Bergdahl was separated from Coast Guard three weeks into boot camp, having been diagnosed with “adjustment disorder with depression” after he was found crying and shaking in his room.
He hated how the drill sergeants yelled. He hated being stuck in a room with so many other men. “I just freaked out one night because of the stress,” he told Boal.
He enlisted in the Army two years later, assuring the Boise recruiter who had to provide a waiver because of Bergdahl’s Coast Guard separation that he was more mature and now had better coping skills.
“The Army — it was more my field,” Bergdahl told Boal.
But his friends, who viewed him as caring and “protective” but also sensitive and quirky, were horrified when they learned he’d joined up.
“He holds the world and everybody in it to unrealistically high expectations,” said Kayla Harrington. Inevitably disappointed, he judged them unworthy, she said. “It’s a handicap.”
Lt. Gen. Kenneth Dahl, who investigated Bergdahl’s disappearance for the Army after the soldier was recovered in 2014 in a controversial prisoner swap, concluded much the same thing.
“Bowe’s stated motive was well-meaning in his mind,” Dahl wrote. “Ironically, the basis for his stated motive was incorrect.”
Bergdahl walked off his post only weeks after arriving in Afghanistan. He told Dahl that he’d planned to hike 20 miles to a larger base to inform superiors about what he regarded as poor leadership in his unit.

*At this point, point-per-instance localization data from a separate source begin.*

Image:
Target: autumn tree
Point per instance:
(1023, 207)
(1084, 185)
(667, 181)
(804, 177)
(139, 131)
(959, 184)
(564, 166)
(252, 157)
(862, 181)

The previous podcast discussed his reasoning, which amounted mostly to complaints that his commander seemed more concerned that troops were photographed out of uniform or hadn’t shaved than that they’d been on a five-day mission guarding a truck.
Koenig and Boal also discussed in Thursday’s podcast whether they, like Dahl, believed Bergdahl’s stated motivation for leaving. They said they believed Bergdahl, partly because of circumstantial evidence that the skilled outdoorsman had not intended a permanent exit from the Army. “He just didn’t pack for it,” Boal said.
Bergdahl’s court-martial is scheduled to begin in August. He theoretically faces a sentence of up to lifetime imprisonment if convicted on a misconduct charge and up to five years for a desertion charge.
Both Dahl and a preliminary hearing officer have recommended against any imprisonment.